Comment s’improvise-t-on professeur de langue à votre âge ? Est-ce facile ?

J’ai eu des difficultés. Par exemple, je comprends bien l’anglais, mais je le parle plus difficilement. C’était difficile pour moi de communiquer avec ces femmes. Je pense m’être quand même bien débrouillé.

Cette expérience vous donne-t-elle envie de faire ce métier par la suite ?

J’ai envie de devenir professeure de français ou de musique. Je joue de la guitare. Ce projet confirme mon envie d’enseigner. J’ai plus confiance en moi. Mais j’aurais préféré travailler avec les enfants.

Que saviez-vous des réfugiés et de la guerre en Ukraine avant de commencer cette activité ?

Je ne connaissais rien de ces personnes. Je m’attendais à trouver des femmes tristes et bouleversées par leur situation qui essayaient de construire une nouvelle vie. Ces femmes et leurs enfants étaient dévastés. Cela m’a beaucoup touché. C’était très dur pour moi. Cela m’a affecté. Et cela a alimenté encore plus mon désir de les aider.

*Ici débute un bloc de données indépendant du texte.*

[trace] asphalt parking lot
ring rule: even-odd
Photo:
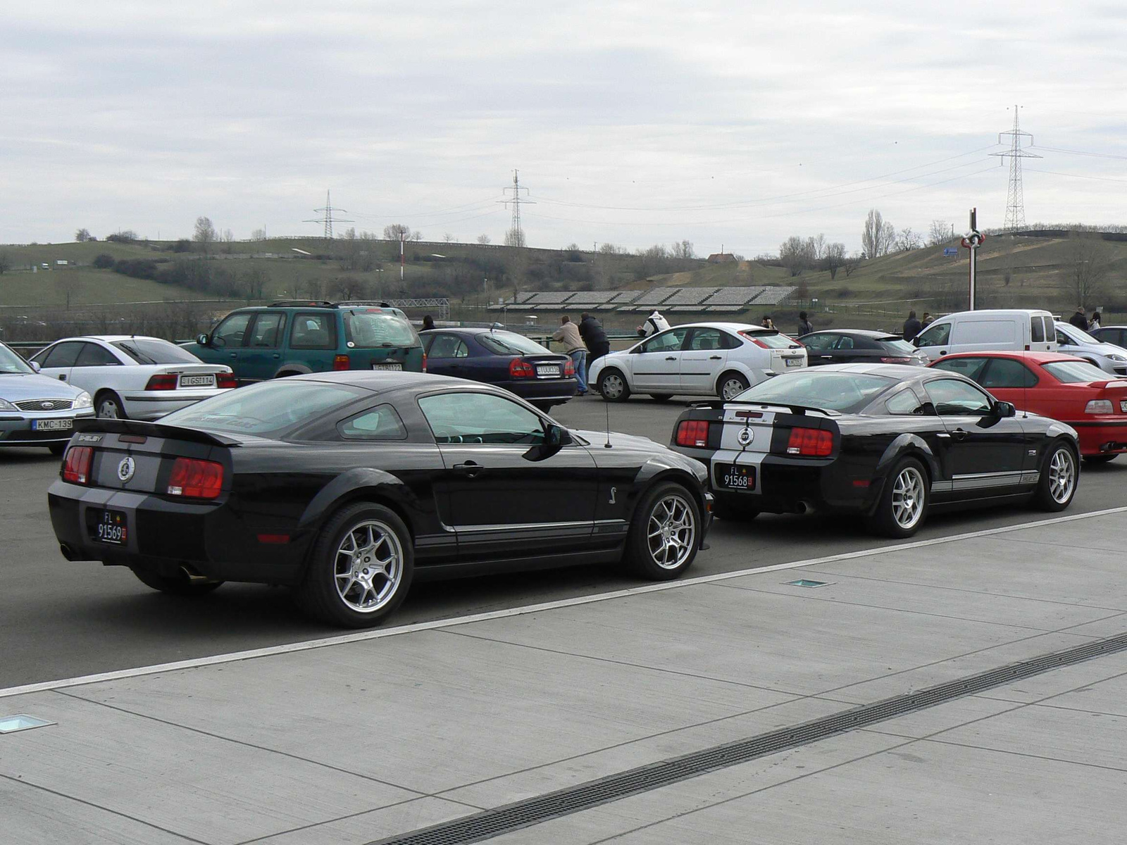
[[[607,407],[597,397],[557,408],[573,428],[613,430],[668,442],[686,401],[632,399]],[[0,451],[0,687],[112,671],[230,651],[300,642],[335,629],[305,619],[283,589],[225,585],[203,598],[180,599],[141,585],[122,568],[66,562],[47,518],[46,488],[57,460],[45,450]],[[1127,460],[1084,468],[1070,514],[1127,505]],[[1021,507],[979,509],[932,518],[917,539],[1028,523],[1048,515]],[[740,525],[717,522],[691,575],[879,548],[849,521],[762,516]],[[937,546],[935,554],[942,554]],[[520,576],[483,577],[416,586],[396,624],[449,619],[505,607],[636,586],[615,572],[584,567]]]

Avez-vous tissé un lien particulier avec eux ? A-t-il été difficile de communiquer avec eux, pour quelles raisons, et comment êtes-vous parvenus à surmonter cette difficulté ?

Oui. J’ai réussi à créer des liens avec 2 filles. J’ai beaucoup parlé avec une fille qui s’appelle Oxana. Nous avons échangé nos téléphones et nous nous sommes appelés souvent pendant une période. Elle me racontait sa vie en Ukraine, comment la guerre a commencé ? Comment elle s’est enfuie ? Cela fait un moment que je n’ai plus de nouvelle. Je devrais lui écrire pour savoir comment elle va.

J’ai aussi connu une femme qui s’appelait Tania. Une amie l’a invitée chez elle pour passer une journée ensemble. Elle avait des enfants. Nous avons joué avec ses enfants.

Il y a aussi une histoire entre mon amie Sabrina et une jeune femme de 20 ans avec qui elle a beaucoup parlé. Sabrina a pleuré ce jour-là. C’était très émouvant.

En quoi votre vision de la guerre, de l’Ukraine, de la Russie, ou des réfugiés en général a-t-elle évolué à cette occasion ?

Cela n’a rien changé. Je m’attendais à trouver des femmes déprimées. C’est ce qui s’est passé.

De ce que vous racontent ces jeunes ukrainiens, avez-vous le sentiment que Brasov et la société roumaine parviennent à les intégrer ?

Oui et non. Quand la guerre a commencé, tout le monde a été actif et avait le désir d’aider, de donner des choses, de s’impliquer dans les actions de bénévolat. Mais aujourd’hui, presque un an après le début de la guerre, beaucoup ont oublié tout cela. Les réfugiées sont encore là, mais les Roumains n’ont plus la même priorité de s’impliquer. Je dois reconnaître que moi aussi, je ne m’implique pas.

Aujourd’hui, certaines femmes ont trouvé un travail, des logements. Ces femmes avaient une bonne opinion des Roumains.

Ce projet vous a-t-il donné envie de vous impliquer davantage pour aider les réfugiés ?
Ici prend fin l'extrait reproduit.